Sonic Cinema

Sounds, Visions and Insights by Brian Skutle

Into the Abyss: A Tale of Death, a Tale of Life

Grade : A Year : 2011 Director : Werner Herzog Running Time : 1hr 47min Genre :
Movie review score
A

The idea of three people being murdered just for a car is, to say the least, stupid. But then again, I guess we live in a country where a woman will pepper spray people to get a damn Xbox on Black Friday. What the Hell is wrong with some people?

While I would love to watch a film where Werner Herzog, the German master of such haunting documentaries as “Grizzly Man” and “Cave of Forgotten Dreams,” takes on that Black Friday mom, for now I’ll settle for “Into the Abyss,” in which he looks at a 2001 triple homicide in Texas that led to two teenagers, Michael Perry and Jason Burkett, being convicted of the crimes.
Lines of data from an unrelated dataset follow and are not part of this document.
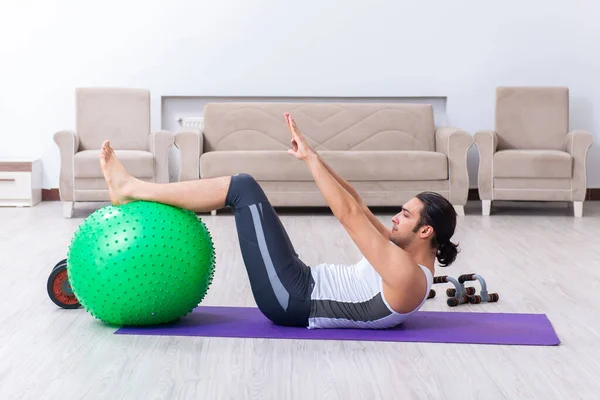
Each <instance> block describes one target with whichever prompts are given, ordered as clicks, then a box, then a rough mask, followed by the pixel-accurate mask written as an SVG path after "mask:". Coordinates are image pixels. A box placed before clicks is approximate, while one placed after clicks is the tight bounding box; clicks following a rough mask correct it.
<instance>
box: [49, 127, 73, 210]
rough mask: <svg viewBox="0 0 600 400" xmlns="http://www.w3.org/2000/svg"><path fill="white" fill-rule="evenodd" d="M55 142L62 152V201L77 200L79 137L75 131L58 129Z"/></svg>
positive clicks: (60, 194)
mask: <svg viewBox="0 0 600 400" xmlns="http://www.w3.org/2000/svg"><path fill="white" fill-rule="evenodd" d="M54 142H55V143H56V144H57V145H58V151H59V152H60V178H59V183H58V190H59V193H60V199H61V201H71V202H73V201H75V199H74V180H75V153H77V151H78V150H79V137H78V136H77V134H76V133H75V132H73V131H68V130H66V131H58V132H56V133H55V134H54Z"/></svg>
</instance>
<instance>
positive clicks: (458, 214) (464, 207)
mask: <svg viewBox="0 0 600 400" xmlns="http://www.w3.org/2000/svg"><path fill="white" fill-rule="evenodd" d="M454 211H456V214H457V215H465V206H454Z"/></svg>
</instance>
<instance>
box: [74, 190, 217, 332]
mask: <svg viewBox="0 0 600 400" xmlns="http://www.w3.org/2000/svg"><path fill="white" fill-rule="evenodd" d="M214 262H215V253H214V245H213V242H212V237H211V235H210V232H209V231H208V229H207V228H206V225H204V222H202V220H201V219H199V218H198V217H197V216H196V214H194V213H193V212H191V211H187V210H184V209H181V208H177V207H172V206H169V205H164V204H160V203H154V202H145V201H136V202H132V203H128V204H124V205H121V206H108V207H104V208H101V209H99V210H97V211H95V212H94V213H93V214H91V215H90V216H89V217H87V218H86V219H85V220H84V221H83V223H82V224H81V225H80V226H79V228H78V229H77V231H76V232H75V234H74V236H73V239H72V240H71V244H70V246H69V252H68V255H67V273H68V277H69V283H70V284H71V287H72V289H73V292H74V294H75V296H76V297H77V299H78V300H79V302H80V303H81V305H82V306H83V308H84V309H85V310H87V311H88V312H89V313H90V314H91V315H93V316H94V317H96V318H98V319H100V320H102V321H104V322H107V323H109V324H114V325H121V326H123V325H154V324H161V323H166V322H171V321H174V320H177V319H179V318H181V317H183V316H185V315H186V314H188V313H190V312H191V311H192V310H193V309H194V308H195V307H196V306H197V305H198V304H199V303H200V302H201V301H202V299H203V298H204V296H205V295H206V292H207V291H208V288H209V286H210V284H211V282H212V278H213V273H214Z"/></svg>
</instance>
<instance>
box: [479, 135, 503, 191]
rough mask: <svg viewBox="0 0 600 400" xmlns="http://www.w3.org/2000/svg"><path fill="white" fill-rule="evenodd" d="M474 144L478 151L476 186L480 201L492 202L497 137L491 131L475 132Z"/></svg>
mask: <svg viewBox="0 0 600 400" xmlns="http://www.w3.org/2000/svg"><path fill="white" fill-rule="evenodd" d="M475 144H476V146H477V149H478V150H479V173H478V174H477V186H478V188H479V198H480V199H481V200H493V199H492V197H493V185H494V169H493V162H494V153H495V152H496V149H497V148H498V135H497V134H496V132H493V131H479V132H475Z"/></svg>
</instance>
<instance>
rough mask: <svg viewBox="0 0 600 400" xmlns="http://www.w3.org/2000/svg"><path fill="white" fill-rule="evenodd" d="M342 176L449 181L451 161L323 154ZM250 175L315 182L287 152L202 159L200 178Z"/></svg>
mask: <svg viewBox="0 0 600 400" xmlns="http://www.w3.org/2000/svg"><path fill="white" fill-rule="evenodd" d="M319 154H320V155H321V157H322V158H323V159H324V160H325V162H327V164H329V166H330V167H331V168H332V169H333V170H335V171H336V172H337V173H338V174H339V175H340V176H342V177H343V178H344V179H346V180H351V181H406V180H445V179H448V160H447V158H446V156H445V155H444V154H442V153H437V152H433V151H320V152H319ZM238 173H247V174H250V175H252V176H254V178H255V179H256V180H259V181H260V180H262V181H282V180H287V181H311V180H313V178H312V175H311V173H310V171H309V170H308V168H307V166H306V164H304V162H302V161H299V160H297V159H295V158H294V157H293V156H291V155H290V154H288V153H287V151H277V150H255V151H215V152H208V153H204V154H203V155H202V156H201V157H200V176H201V177H203V178H210V177H216V176H223V175H235V174H238Z"/></svg>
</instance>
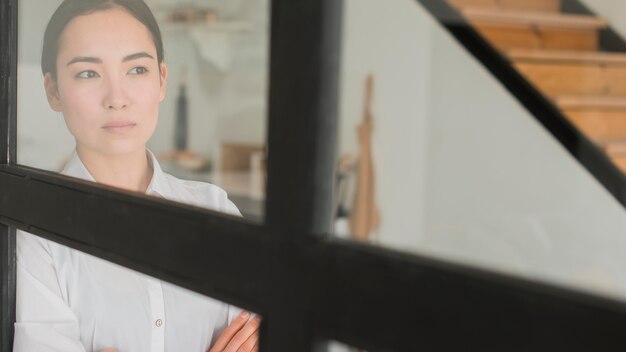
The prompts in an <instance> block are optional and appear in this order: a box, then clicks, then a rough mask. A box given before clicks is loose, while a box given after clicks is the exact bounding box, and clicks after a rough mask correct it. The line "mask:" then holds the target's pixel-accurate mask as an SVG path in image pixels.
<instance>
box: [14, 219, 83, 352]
mask: <svg viewBox="0 0 626 352" xmlns="http://www.w3.org/2000/svg"><path fill="white" fill-rule="evenodd" d="M16 255H17V278H16V280H17V281H16V301H17V302H16V303H17V304H16V323H15V336H14V345H13V351H14V352H31V351H37V352H85V348H84V346H83V344H82V343H81V342H80V330H79V327H78V319H77V317H76V315H75V314H74V312H72V310H71V309H70V307H69V305H68V304H67V303H66V300H65V299H64V296H63V292H62V289H61V287H60V285H59V280H58V277H57V271H56V269H55V266H54V261H53V257H52V255H51V252H50V247H49V242H48V241H47V240H45V239H43V238H40V237H37V236H34V235H32V234H29V233H26V232H23V231H18V233H17V253H16Z"/></svg>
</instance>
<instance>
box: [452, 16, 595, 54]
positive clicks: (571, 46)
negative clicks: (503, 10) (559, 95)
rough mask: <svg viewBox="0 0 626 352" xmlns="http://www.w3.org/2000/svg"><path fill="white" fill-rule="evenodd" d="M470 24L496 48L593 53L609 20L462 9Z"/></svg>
mask: <svg viewBox="0 0 626 352" xmlns="http://www.w3.org/2000/svg"><path fill="white" fill-rule="evenodd" d="M461 12H462V13H463V15H464V16H465V17H466V18H467V19H468V21H469V22H470V23H472V25H473V26H474V27H475V28H476V29H477V30H478V31H479V32H480V33H481V34H482V35H483V36H484V37H485V38H487V40H489V41H490V42H491V43H492V44H493V45H494V46H496V47H497V48H498V49H500V50H504V51H508V50H510V49H516V48H532V49H561V50H583V51H593V50H597V49H598V31H599V30H601V29H604V28H606V26H607V22H606V20H604V19H602V18H599V17H594V16H584V15H569V14H559V13H546V12H528V11H502V10H498V9H485V8H472V7H469V8H462V9H461Z"/></svg>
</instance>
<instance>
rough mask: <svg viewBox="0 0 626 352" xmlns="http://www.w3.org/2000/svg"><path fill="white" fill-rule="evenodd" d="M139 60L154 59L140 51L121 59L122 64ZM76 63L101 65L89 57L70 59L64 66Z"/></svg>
mask: <svg viewBox="0 0 626 352" xmlns="http://www.w3.org/2000/svg"><path fill="white" fill-rule="evenodd" d="M141 58H148V59H154V57H153V56H152V55H150V54H148V53H146V52H145V51H142V52H139V53H134V54H130V55H127V56H124V58H123V59H122V62H127V61H132V60H137V59H141ZM77 62H88V63H93V64H101V63H102V60H101V59H99V58H97V57H91V56H76V57H74V58H73V59H71V60H70V61H69V62H68V63H67V65H66V66H69V65H71V64H75V63H77Z"/></svg>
At the time of his interviews, Perry is 8 days away from his execution date, while Burkett is serving a life sentence, with his first chance for parole not until 2041. The guilt of the two men is of no doubt; we are presented with the facts, which all point to Perry and Burkett. What Herzog wants us to consider, though, is the notion of capital punishment and the idea of an “eye for an eye” when it comes to taking a human life.
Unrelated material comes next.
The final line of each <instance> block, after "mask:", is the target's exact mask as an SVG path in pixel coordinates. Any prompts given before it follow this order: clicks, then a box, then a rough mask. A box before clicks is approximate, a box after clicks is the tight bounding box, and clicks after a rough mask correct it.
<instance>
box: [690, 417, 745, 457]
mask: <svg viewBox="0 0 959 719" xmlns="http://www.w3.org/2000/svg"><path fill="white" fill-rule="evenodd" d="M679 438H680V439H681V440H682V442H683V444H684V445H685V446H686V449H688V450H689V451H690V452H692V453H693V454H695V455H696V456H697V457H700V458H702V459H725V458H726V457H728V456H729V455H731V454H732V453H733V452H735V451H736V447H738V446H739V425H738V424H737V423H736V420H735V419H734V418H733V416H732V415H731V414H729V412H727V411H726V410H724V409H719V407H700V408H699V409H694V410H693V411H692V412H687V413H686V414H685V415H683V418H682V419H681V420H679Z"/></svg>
The film begins with a fascinating interview with a preacher in Texas who recalls a story about when he was on a golf course, driving a golf cart, when all of the sudden two squirrels dart in front of him. He puts on the breaks just as the squirrels stop. After a moment, they run off to continue their lives. The preacher’s point with this story is to compare that with the death penalty; he’s been with several prisoners in their last moments, and he laments that they are, too often, not allowed the same second chance.

The preacher, however, is only the first of Herzog’s compelling interviews. We hear from Perry and Burkett, who are accepting of their fates; Burkett’s father, who is in prison for an unrelated crime, and who testified on his son’s behalf at the time of Jason’s sentencing– by taking parental responsibility for his son’s transgressions, Burkett’s father likely saved his son from Perry’s fate; the brother of one of the victims, who also has spent time in jail; the daughter and sister of the other two victims, who shut down after their deaths, and whom doesn’t have a phone, because it’s brought her only bad news over the years; a former warden at the prison in Texas where many of the executions take place, and whom quit after he couldn’t take the emotional toll anymore; and Jason Burkett’s wife, who met him in prison, married him, and now is pregnant, supposedly with Jason’s child.

Unlike his other documentaries, Herzog’s trademark narration is largely missing; instead, he probes and questions his subjects for the sake of getting to the emotions that death, and impending death, bring up for everyone who stands to be affected by state-sanctioned death. It’s a powerful experience, and one of the best films Herzog has ever made, documentary or otherwise. This isn’t a one-sided condemnation of the death penalty, although it’s obvious Herzog disagrees with the practice. By presenting both sides of the debate as emotional choices his subjects must take responsibility for, Herzog means to shake us into questioning the logic of a society that condemns murder while punishing it with another form of murder. Does anyone else see the logical flaw in that?